After returning to Florida, Letasi worked for Great Explorations Museum in St Petersburg and assumed a number of duties, including designing and curating exhibits and later worked at the Museum of Science and Industry (MOSI) in Tampa. While at MOSI, he led cave explorations for children and adults to the Dames Cave in the Withlacoochee State Forest, as well as fossil-collecting trips to mining sites in Polk County. Since retiring from MOSI in 2007, he has been active in projects with the Historic Hernando Preservation Society. 

Letasi is even on YouTube and you can find his videos by searching “David P. Letasi Archeologist” or “David P. Letasi Paleontologist.” You can watch a recent lecture on his work with the dinosaur Spinosaurus under the Withlacoochee Rockhound Society of Brooksville and view his lecture for the Seminole Historical Museum and Society. Prior to the Covid Pandemic, Letasi also gave presentations at schools.  
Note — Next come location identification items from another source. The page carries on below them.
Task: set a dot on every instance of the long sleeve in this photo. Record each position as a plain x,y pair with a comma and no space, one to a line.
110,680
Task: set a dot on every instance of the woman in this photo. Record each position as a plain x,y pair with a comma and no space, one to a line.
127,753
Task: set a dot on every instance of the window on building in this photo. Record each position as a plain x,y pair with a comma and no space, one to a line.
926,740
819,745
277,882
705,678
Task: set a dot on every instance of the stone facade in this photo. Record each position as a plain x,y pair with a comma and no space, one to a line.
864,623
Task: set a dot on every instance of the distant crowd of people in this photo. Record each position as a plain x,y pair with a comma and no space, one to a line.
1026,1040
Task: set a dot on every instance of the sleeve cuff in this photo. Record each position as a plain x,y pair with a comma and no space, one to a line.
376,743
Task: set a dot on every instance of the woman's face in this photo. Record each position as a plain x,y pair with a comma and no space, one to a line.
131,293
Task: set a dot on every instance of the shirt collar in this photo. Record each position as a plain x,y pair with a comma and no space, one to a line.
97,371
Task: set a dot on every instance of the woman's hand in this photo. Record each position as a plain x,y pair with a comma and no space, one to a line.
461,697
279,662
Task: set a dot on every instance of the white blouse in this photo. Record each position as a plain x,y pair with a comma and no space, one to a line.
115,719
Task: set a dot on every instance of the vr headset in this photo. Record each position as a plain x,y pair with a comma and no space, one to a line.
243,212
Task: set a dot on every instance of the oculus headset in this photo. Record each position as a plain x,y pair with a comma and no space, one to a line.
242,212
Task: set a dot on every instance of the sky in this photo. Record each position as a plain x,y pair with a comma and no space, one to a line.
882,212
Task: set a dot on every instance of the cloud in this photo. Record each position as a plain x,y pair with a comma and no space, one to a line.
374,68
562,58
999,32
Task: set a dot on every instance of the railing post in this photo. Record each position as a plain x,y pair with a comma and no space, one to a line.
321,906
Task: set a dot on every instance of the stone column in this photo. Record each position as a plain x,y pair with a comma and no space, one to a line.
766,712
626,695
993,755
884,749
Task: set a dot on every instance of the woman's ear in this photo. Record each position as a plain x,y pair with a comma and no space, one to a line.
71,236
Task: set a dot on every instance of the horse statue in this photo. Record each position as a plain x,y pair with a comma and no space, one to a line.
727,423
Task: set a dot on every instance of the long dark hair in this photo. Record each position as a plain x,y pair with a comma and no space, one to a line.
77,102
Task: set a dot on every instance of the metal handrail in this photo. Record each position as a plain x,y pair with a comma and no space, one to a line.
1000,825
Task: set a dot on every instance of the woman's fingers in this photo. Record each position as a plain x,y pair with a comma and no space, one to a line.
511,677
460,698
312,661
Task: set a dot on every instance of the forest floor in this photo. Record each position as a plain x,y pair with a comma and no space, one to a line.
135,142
His lengthy résumé includes being the lead archaeological project coordinator with the Historic Hernando County Preservation Society, the Seminole Tribe of Florida, and the Gulf Archaeology Research Institute of Gainesville. Some interesting projects he’s worked on include searching for the eighteenth-century capital of the Seminole Nation and the exploration of the Bayport Civil War shipwreck site.   

Next Wednesday’s presentation will take the audience back to the Ice Age in pursuit of Florida’s Paleo Hunters to learn about Florida’s first people. Letasi will discuss how these early Floridians survived climate change and giant predators, as well as various theories regarding their origin. 

Jon Yeager, who has served as Secretary of the Historic Hernando Preservation Society since its inception in 2008, helped organize this lecture. David Letasi was its founding President and has served on its board throughout the years.  

“It is because of Dave’s guidance and wisdom that the preservation society has continued to grow over the years,”  Yeager states. 

The purpose of the all-volunteer organization is exactly what the name implies – to preserve and promote the interesting and varied history of our community, which goes back several hundred years to the Seminole Indian culture, the early pioneers, and even into the twentieth century. The society erects historical markers and holds lectures and presentations on various subjects such as archaeology, architecture, culture, and history.